Friday, November 22, 2013

Best Gift Ever...

I know what I want for Christmas!!!

Call Me Gloves!!!

Click here for Video

Monday, October 7, 2013

Why men are never depressed...

My Boss forwarded this email around the office.  I am sure extensive research was done.
 
Men Are Just Happier People--What do you expect from such simple creatures?

Your last name stays put.

The garage is all yours.

Wedding plans take care of themselves.

Chocolate is just another snack...

You can never be pregnant.

You can wear a white T-shirt to a water park.

You can wear NO shirt to a water park.

Car mechanics tell you the truth.

The world is your urinal.

You never have to drive to another gas station restroom because this one is just too icky.

You don't have to stop and think of which way to turn a nut on a bolt.

Wrinkles add character.

Wedding dress $5000. Tux rental-$100.

New shoes don't cut, blister, or mangle your feet.

One mood all the time.

Phone conversations are over in 30 seconds flat.

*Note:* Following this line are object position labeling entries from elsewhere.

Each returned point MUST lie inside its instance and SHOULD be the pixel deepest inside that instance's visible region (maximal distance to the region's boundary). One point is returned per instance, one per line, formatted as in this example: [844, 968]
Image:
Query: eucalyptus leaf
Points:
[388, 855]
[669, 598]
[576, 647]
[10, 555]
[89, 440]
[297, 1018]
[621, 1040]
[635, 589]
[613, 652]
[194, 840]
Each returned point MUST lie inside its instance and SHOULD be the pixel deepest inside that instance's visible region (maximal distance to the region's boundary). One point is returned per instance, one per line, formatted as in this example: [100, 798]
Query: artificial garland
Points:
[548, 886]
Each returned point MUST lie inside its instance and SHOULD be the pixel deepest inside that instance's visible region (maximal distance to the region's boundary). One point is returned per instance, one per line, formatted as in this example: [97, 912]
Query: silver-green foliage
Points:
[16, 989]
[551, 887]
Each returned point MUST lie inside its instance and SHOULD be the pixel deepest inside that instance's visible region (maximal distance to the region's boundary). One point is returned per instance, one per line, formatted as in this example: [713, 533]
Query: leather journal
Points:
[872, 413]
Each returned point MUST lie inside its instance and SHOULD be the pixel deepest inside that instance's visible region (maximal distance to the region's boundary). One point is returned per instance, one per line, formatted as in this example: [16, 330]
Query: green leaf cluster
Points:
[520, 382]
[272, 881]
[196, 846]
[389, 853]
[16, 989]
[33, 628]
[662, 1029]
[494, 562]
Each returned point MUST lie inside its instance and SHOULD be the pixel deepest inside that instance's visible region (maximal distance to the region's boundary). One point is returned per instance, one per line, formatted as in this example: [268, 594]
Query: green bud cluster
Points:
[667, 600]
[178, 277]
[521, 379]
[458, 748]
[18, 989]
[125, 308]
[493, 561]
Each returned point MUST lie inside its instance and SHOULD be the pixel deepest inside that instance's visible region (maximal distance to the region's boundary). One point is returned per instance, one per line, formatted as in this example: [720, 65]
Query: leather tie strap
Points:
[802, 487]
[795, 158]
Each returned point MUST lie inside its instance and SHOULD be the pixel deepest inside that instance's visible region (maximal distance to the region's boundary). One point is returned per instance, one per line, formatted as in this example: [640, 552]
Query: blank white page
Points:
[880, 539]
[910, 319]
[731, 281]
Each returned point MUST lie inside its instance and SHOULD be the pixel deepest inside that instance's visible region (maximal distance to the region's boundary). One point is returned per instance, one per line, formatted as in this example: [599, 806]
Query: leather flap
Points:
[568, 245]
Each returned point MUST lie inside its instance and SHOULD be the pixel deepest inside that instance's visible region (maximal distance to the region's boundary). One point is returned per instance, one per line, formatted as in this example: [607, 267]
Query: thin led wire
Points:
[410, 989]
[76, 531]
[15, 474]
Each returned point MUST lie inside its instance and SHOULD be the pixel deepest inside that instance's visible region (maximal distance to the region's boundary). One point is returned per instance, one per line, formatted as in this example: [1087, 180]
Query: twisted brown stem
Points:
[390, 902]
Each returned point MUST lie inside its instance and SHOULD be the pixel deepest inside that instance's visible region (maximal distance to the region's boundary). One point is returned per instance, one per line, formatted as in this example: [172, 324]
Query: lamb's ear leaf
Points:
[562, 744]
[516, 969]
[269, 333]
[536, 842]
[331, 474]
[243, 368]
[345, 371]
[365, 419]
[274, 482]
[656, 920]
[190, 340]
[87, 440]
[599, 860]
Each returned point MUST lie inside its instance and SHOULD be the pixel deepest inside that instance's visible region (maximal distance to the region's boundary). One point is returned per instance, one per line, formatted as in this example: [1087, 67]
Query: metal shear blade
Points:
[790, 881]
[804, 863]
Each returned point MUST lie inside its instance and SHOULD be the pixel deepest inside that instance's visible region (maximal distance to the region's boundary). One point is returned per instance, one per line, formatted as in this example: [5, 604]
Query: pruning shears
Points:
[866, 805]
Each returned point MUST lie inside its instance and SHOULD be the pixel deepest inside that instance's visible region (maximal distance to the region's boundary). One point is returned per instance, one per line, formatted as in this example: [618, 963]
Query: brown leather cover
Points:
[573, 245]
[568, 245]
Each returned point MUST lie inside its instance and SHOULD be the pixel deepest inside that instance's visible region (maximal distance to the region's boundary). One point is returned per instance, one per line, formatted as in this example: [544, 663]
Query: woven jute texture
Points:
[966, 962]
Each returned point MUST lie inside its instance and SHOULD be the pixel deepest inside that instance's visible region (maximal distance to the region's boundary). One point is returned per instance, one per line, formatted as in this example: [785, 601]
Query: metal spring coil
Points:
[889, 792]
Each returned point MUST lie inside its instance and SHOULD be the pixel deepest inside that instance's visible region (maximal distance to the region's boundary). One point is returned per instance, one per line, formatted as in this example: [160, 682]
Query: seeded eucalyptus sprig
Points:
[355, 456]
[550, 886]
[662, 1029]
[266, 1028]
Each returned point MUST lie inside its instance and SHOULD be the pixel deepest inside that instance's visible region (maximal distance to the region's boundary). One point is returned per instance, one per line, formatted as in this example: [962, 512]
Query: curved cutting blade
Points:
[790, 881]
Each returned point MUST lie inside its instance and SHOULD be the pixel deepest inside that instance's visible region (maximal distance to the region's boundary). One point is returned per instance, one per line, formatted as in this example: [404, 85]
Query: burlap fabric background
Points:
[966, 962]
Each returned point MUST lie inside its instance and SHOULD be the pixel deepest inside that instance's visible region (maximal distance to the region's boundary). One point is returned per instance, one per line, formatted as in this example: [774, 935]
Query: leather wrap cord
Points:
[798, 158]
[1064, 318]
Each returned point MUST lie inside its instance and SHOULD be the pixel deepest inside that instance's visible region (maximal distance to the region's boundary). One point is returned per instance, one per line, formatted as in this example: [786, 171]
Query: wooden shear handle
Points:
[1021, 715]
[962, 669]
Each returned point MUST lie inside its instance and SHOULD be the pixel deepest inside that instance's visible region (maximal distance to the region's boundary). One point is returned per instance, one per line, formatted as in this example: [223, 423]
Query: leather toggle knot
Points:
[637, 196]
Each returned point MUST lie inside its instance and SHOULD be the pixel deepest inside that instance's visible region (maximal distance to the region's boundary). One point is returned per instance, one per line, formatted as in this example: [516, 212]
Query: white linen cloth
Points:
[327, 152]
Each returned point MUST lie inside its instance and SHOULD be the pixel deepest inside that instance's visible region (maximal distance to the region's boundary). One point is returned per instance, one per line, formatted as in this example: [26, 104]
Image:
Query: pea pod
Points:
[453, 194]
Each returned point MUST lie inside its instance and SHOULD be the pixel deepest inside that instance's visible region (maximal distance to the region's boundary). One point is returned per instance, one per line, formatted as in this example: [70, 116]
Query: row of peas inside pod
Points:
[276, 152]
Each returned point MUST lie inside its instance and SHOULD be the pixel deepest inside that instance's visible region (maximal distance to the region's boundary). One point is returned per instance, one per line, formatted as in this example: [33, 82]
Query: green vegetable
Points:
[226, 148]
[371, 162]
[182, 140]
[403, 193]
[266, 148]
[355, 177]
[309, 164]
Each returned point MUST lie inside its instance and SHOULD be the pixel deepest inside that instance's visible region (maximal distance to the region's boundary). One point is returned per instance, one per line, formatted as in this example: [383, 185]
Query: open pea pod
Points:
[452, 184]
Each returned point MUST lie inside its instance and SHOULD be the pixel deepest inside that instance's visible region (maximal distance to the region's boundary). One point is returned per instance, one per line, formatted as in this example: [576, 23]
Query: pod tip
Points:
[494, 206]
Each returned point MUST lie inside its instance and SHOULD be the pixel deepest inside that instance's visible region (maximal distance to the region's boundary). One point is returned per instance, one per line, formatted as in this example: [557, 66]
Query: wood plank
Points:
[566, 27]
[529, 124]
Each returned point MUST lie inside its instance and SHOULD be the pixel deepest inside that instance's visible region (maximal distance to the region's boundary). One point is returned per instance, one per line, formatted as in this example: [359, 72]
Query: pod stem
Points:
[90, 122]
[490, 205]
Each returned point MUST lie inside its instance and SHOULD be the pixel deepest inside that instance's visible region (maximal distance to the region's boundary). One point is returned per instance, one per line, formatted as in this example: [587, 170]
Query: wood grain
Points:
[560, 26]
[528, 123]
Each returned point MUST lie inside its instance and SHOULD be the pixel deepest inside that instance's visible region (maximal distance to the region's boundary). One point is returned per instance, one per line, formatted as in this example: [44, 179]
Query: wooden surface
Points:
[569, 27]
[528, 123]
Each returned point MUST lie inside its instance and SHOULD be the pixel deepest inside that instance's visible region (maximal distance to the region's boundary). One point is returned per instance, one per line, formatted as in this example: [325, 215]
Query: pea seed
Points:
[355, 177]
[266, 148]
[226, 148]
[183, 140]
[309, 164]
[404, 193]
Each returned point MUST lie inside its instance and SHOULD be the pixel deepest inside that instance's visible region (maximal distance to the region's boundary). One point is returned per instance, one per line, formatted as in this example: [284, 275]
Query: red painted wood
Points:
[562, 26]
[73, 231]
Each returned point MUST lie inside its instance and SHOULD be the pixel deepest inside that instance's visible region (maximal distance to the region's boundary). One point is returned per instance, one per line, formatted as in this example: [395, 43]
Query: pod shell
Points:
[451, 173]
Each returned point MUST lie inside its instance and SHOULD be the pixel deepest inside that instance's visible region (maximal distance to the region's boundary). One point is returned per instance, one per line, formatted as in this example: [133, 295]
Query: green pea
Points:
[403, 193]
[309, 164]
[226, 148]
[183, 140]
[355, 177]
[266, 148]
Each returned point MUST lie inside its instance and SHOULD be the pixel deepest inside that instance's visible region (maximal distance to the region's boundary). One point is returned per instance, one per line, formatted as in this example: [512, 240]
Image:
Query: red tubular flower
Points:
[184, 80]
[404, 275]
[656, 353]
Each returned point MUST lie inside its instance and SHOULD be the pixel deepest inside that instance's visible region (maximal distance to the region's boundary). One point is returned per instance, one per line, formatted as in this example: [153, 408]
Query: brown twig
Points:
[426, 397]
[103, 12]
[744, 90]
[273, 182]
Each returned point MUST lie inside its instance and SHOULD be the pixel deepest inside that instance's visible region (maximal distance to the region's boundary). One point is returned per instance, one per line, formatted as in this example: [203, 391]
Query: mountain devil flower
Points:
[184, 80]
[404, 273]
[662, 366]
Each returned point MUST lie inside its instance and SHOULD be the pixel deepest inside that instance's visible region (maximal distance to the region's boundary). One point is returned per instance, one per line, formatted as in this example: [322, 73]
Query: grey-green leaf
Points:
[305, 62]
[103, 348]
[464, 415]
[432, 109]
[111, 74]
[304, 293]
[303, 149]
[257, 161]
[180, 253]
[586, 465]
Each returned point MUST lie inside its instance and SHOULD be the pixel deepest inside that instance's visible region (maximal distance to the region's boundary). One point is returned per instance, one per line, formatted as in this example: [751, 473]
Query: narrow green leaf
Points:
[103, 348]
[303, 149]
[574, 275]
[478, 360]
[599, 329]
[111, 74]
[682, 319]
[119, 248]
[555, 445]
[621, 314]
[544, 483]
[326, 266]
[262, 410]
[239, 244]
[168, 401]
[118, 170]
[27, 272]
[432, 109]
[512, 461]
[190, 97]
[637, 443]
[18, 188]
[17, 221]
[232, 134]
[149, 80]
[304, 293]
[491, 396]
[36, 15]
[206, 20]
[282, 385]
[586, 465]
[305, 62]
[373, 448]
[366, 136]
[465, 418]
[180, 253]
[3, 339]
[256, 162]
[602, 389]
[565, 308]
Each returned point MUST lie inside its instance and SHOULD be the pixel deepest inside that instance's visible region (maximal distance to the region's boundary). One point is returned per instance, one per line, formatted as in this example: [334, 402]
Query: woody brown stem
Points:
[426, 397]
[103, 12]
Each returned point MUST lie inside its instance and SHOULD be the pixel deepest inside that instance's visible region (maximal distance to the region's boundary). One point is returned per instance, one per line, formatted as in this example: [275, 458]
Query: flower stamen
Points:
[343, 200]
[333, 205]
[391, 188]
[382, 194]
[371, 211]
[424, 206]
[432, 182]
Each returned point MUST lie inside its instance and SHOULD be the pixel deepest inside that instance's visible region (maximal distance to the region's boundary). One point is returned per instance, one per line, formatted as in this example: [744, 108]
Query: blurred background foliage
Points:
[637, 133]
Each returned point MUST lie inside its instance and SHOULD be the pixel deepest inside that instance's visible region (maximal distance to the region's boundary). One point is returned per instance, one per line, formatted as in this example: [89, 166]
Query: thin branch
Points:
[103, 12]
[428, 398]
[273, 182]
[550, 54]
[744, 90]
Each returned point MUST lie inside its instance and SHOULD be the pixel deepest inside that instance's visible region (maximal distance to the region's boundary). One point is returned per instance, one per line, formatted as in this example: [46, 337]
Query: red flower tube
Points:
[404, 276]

You know stuff about tanks.

A five-day vacation requires only one suitcase.

You can open all your own jars.

If someone forgets to invite you,

He or she can still be your friend.

Three pairs of shoes are more than enough.

The same hairstyle lasts for years, even decades.

You only have to shave your face and neck.

You can play with toys all your life.

One wallet and one pair of shoes -- one color for all seasons.

You can wear shorts no matter how your legs look.

You can 'do' your nails with a pocket knife.

You have freedom of choice concerning growing a mustache.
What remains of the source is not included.